15.3.06

Schornsteinfeger


Wildfremde Menschen umarmen Kaminkehrer auf der Straße - ein Leben als Glücksbringer

Neulich war der Schornsteinfeger bei mir. Ich hatte grade anderen Besuch, deshalb konnte ich ihm nicht meine ungeteilte Aufmerksamkeit widmen. Es war ein freundlicher, sehr junger Mann, den ich noch nie gesehen hatte. Dachte ich. Er kannte sich aber in unserer Wohnung bestens aus. Das passt nun irgendwie gar nicht mit meiner Überzeugung zusammen, dass der Schornsteinfeger immer nur kommt, wenn mein Liebster auf Arbeit ist. Ich bin auch der Meinung, jedes Mal käme ein Anderer. Wie nun…

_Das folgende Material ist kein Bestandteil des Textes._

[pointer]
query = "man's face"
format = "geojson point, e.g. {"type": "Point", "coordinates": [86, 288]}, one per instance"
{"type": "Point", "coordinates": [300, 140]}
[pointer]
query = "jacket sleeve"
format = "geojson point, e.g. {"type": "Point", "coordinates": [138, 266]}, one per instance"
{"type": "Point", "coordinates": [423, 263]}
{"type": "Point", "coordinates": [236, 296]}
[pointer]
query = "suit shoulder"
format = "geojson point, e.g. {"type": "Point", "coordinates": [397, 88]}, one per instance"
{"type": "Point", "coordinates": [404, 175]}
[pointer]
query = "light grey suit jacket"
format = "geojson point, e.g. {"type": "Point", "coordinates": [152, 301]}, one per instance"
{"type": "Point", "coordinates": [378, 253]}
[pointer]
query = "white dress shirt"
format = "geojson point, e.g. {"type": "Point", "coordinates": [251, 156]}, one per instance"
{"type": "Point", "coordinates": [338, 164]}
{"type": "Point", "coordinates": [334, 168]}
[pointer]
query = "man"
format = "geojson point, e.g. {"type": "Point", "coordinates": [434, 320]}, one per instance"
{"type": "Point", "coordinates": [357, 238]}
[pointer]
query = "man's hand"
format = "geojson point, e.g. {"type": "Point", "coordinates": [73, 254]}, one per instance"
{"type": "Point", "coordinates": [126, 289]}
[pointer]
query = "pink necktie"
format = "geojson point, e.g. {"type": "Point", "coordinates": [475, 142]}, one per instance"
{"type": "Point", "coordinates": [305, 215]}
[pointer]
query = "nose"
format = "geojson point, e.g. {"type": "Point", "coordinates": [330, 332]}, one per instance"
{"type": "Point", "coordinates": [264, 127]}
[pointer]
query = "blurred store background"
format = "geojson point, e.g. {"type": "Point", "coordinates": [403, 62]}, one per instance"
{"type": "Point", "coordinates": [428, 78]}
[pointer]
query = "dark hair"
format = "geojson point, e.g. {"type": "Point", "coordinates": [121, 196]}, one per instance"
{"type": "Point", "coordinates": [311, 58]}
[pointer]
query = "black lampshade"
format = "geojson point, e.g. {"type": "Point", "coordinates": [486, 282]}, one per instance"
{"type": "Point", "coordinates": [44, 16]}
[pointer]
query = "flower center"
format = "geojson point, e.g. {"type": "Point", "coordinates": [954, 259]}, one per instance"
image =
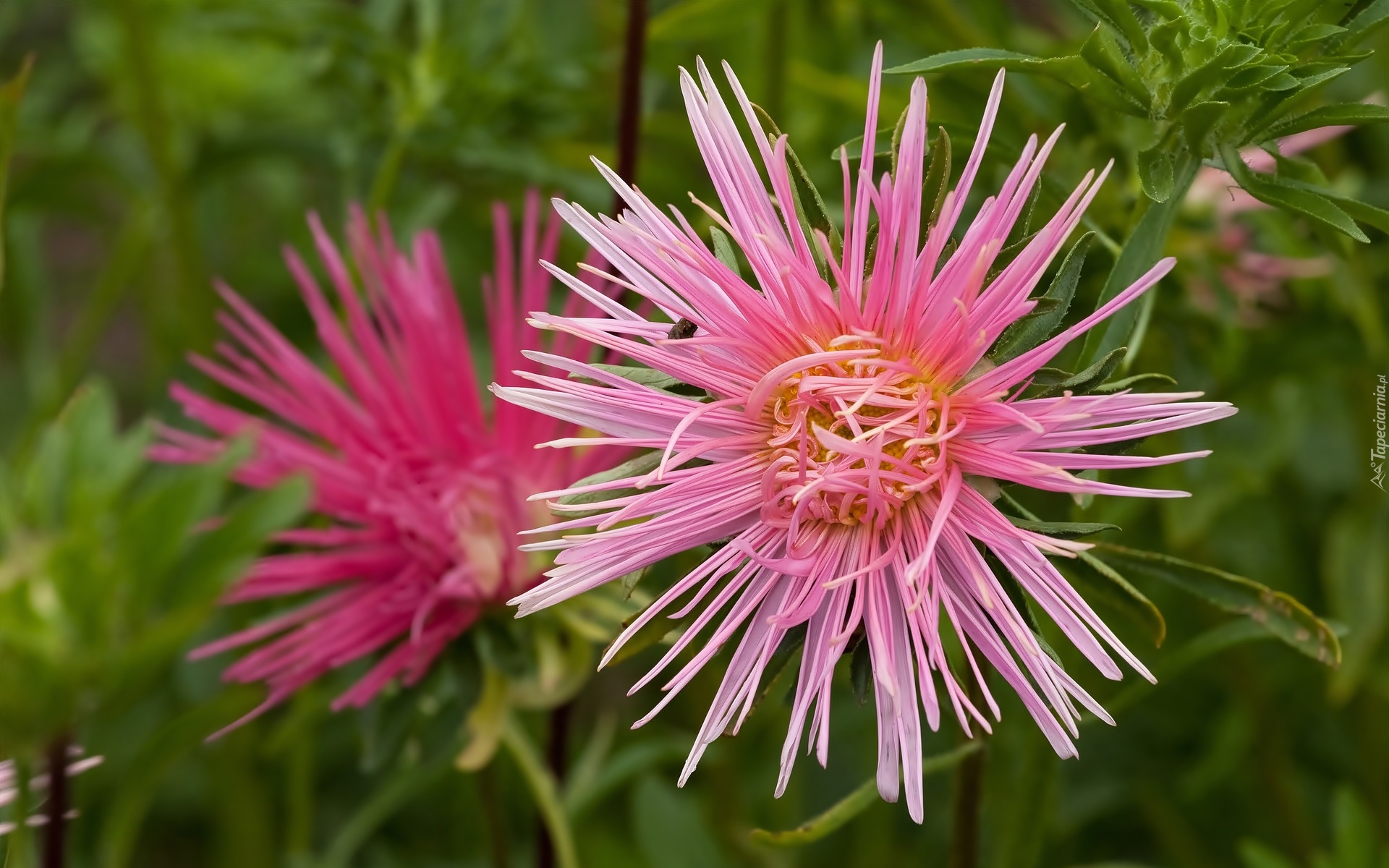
{"type": "Point", "coordinates": [853, 441]}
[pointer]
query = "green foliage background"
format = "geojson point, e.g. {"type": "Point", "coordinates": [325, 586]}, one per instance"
{"type": "Point", "coordinates": [167, 142]}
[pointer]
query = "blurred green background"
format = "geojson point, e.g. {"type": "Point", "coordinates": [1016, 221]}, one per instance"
{"type": "Point", "coordinates": [164, 143]}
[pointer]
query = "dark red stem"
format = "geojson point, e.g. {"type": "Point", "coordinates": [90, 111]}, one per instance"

Eins habe ich jedoch ganz sicher wahrgenommen, dieser roch wie unsere Kamelseife. Also, wenn ich dann da so steh und rede mit dem, kommt mir jedes Mal der Gedanke, dass es Glück bringen soll, einen Schornsteinfeger anzufassen. Ich bräuchte ja nur den Arm auszustrecken, könnte es sogar ganz zufällig aussehen lassen. Ich könnte aber auch dabei lachen und einen superlockeren Spruch ablassen. Und während ich so überlege, wie und ob überhaupt ich das machen will, und dass ich ja eigentlich gar nicht dran glaube, aber schaden tut es ja bestimmt auch nicht, oder? Und wie der das wohl findet und wie oft ihm das passiert und und… und dann hab ich ihn doch wieder nicht angefasst.


Tatsächlich ist die Geschichte an dieser Stelle zu Ende. Aber grad auf meiner Hunderunde hatte ich noch mal eine alternative Vision. Also, Schornsteinfeger kommt, ich habe Besuch: Mist, muss der stinkende, nervige Typ grade jetzt kommen, wo ich Besuch hab, und sowieso immer nur dann, wenn ich zu Hause bin? Und muss der mich immer so verlogen angrinsen? Ich hasse Schornsteinfeger! Und überhaupt, was für ein alberner Quatsch, dass die Glück bringen sollen!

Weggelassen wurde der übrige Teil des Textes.